L’IA DASEN d’Ille-et-Vilaine a adressé le vendredi 14 février un courrier à tous les enseignants du 1er et du 2d degré pour promouvoir la mise en œuvre du « plan école inclusive » dans le département. Mr Wilhelm rappelle à juste titre que l’enjeu de l’inclusion scolaire est « d’adapter nos structures, nos pratiques, nos réponses pédagogiques et éducatives à la diversité des élèves qui nous sont confiés ».
Le premier levier évoqué par l’IA DASEN est celui de « la compensation » : il s’agit de permettre aux élèves bénéficiant d’une reconnaissance d’un handicap et/ou d’un trouble important des apprentissages de profiter d’un accompagnement matériel, principalement informatique, et humain par le biais de la présence à leur côté de personnel AESH. Si beaucoup d’élèves bénéficient effectivement d’un accompagnement, ils sont encore nombreux à en être privés, la faute notamment aux difficultés de recrutement des personnels AESH. Ces personnels embauchés sur des contrats précaires en temps partiel imposé ne peuvent espérer un revenu net supérieur à 800€ par mois et subissent la plupart du temps des conditions de travail déplorables : dépassements de temps de travail non pris en compte et donc non rémunérés, émiettement des missions et des emplois du temps, travail sur plusieurs lieux sans prise en charge des frais de déplacement... Il n’est dès lors pas difficile de comprendre le manque d’attractivité de ces « emplois ». Activer le levier de la compensation par l’accompagnement nécessiterait d’abord de créer un véritable métier dans un corps de la fonction publique et de définir des missions prenant en compte à la fois le temps de présence des AESH aux côtés de leurs élèves et l’indispensable travail « invisible » de préparation, de coordination et de concertation avec les autres acteurs de la communauté éducative. Reconnaître les AESH comme des membres à part entière des équipes éducatives et leur assurer une rémunération décente sur une échelle catégorielle permettrait alors de rendre ce métier attractif.
Le second levier que l’institution entend actionner est celui de la formation des enseignants : une campagne de formation est alors annoncée sur la base d’un premier module de 6h décomposé en une demi journée de 3h en présentiel et 3h de formation en « distanciel » via la plateforme m@gistère.
Ce plan de formation apparaît très ambitieux puisqu’il s’agit de former tous les enseignants du département sur ce premier module. Les services de l’EN se tournent alors vers les enseignants spécialisés détenteurs du CAPPEI (ou anciennement du CAPASH ou CA2SH) pour jouer le rôle des formateurs ou vers des enseignants ayant déjà suivi une formation de bassin ou d’initiative locale. Ces enseignants qui seront propulsés « experts » de l’école inclusive et réputés compétents pour former leurs collègues apprennent par voie de convocation le rôle qu’ils joueront dans cette opération.
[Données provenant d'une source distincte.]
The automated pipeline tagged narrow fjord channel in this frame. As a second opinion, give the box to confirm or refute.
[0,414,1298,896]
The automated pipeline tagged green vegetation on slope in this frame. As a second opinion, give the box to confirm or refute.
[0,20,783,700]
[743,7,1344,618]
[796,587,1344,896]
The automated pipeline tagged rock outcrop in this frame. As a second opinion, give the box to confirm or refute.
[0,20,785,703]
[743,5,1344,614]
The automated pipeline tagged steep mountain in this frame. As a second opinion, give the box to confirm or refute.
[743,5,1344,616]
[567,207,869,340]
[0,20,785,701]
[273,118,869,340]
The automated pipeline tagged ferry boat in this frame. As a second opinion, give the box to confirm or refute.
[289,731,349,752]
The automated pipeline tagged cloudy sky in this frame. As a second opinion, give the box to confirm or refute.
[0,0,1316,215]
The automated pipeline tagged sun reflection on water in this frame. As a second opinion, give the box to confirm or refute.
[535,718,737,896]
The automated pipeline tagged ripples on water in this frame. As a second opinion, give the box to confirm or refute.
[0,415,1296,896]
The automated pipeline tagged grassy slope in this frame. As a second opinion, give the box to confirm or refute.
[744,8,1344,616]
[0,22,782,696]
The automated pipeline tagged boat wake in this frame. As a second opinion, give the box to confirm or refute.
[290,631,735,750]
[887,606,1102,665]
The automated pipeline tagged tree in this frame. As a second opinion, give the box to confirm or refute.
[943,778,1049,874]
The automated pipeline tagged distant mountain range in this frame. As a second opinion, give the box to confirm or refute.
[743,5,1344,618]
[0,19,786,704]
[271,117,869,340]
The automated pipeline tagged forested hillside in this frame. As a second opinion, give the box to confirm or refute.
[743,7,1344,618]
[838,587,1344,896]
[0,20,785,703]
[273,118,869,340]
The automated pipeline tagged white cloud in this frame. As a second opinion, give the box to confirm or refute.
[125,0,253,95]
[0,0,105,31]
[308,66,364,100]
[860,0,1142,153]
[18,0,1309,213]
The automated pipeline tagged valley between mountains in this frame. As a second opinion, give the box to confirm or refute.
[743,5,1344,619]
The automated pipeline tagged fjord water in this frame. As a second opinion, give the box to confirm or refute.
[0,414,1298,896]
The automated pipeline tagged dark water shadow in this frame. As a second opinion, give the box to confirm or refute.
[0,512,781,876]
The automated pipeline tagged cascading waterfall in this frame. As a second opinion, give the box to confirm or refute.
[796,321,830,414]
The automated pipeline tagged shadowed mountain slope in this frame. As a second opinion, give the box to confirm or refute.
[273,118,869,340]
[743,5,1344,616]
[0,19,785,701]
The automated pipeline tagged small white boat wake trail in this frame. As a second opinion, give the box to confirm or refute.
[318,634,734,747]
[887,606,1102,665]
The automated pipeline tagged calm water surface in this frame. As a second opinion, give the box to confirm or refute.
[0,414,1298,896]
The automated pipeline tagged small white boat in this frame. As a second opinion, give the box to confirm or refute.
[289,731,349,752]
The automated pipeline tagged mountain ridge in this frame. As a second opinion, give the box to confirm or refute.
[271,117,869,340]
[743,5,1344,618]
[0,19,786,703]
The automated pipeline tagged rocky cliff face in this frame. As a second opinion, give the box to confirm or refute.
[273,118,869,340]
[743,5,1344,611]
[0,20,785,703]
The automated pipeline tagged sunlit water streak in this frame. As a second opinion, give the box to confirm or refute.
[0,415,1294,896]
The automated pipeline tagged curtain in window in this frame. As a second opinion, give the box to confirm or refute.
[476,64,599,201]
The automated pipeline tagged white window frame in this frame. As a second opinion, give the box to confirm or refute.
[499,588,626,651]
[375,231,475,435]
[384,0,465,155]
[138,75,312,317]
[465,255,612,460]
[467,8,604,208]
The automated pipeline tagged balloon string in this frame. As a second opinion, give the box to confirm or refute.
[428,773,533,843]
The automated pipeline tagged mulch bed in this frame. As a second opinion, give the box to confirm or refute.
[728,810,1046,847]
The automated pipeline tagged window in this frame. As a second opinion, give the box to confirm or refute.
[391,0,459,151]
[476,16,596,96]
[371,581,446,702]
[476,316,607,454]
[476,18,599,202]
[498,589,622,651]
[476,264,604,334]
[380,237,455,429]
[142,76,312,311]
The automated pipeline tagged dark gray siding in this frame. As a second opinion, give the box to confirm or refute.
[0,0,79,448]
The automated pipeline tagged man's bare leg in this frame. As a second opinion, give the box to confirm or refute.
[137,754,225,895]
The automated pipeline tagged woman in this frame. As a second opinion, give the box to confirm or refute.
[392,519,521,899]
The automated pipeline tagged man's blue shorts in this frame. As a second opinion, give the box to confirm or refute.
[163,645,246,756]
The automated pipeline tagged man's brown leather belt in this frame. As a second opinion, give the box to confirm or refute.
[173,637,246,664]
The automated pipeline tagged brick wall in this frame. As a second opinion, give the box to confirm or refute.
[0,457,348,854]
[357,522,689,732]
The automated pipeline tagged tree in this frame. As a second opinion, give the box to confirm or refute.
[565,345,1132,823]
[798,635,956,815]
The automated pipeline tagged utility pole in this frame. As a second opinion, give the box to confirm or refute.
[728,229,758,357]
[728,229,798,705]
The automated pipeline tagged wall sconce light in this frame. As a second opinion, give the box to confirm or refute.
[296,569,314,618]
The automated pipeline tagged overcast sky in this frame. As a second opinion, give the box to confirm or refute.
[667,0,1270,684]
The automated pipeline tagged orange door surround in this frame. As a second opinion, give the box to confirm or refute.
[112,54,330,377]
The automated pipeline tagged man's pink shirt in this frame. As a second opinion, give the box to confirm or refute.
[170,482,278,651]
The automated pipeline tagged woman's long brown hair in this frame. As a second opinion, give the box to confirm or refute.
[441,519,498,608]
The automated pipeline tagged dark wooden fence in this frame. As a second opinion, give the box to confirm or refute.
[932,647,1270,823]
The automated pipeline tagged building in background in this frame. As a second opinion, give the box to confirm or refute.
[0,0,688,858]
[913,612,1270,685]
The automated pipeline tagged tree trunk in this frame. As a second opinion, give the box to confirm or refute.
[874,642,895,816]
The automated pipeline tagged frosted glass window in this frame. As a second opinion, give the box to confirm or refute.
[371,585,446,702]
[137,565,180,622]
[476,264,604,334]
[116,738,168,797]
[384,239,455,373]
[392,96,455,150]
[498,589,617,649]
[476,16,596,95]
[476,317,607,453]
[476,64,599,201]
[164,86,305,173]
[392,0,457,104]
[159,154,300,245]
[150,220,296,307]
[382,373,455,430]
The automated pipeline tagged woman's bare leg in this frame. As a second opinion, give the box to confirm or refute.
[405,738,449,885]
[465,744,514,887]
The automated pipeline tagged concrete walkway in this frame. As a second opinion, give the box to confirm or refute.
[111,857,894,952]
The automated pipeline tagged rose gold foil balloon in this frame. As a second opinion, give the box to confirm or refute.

En six heures de formation l’ensemble des enseignants sera capable de « développer l’accessibilité des apprentissages à tous les élèves par la connaissance et la maîtrise des fonctions exécutives ».
En indiquant que la réussite de ces formations tiendra principalement à la capacité à mobiliser les enseignants, l’IA DASEN relaie l’idée que l’inclusion scolaire est d’abord une question d’engagement de ses personnels avant d’être une question des moyens qui leurs sont donnés. On voit ici revenir la rengaine de la nécessaire « évolution de la culture professionnelle » qui appelle les enseignants à « sortir de leur zone de confort » pour permettre l’inclusion de tous les élèves. L’approche par la culpabilisation en lien avec l’évolution inéluctable des « demandes de la société » permet de focaliser les enjeux sur la volonté des personnels plutôt que sur l’engagement de l’institution.
Gageons que fort de leur conscience professionnelle et de leur engagement au service de tous leurs élèves et de leurs familles, les enseignants d’Ille-et-Vilaine seront présents et actifs au cours de ces formations dont les contenus ne sauraient être à l’image des formatages subis lors de la mise en place de la triste réforme du collège de 2016. Mais s’il y a un levier que les personnels et les familles attendent de voir activer c’est celui des moyens indispensables qu’il s’agirait de mobiliser en priorité pour alléger les classes, renforcer les équipes éducatives et pluri-professionelles et les services sociaux, ouvrir des places en instituts spécialisés, embaucher des personnels accompagnants dans un vrai métier. Il semble bien que ce levier là soit grippé.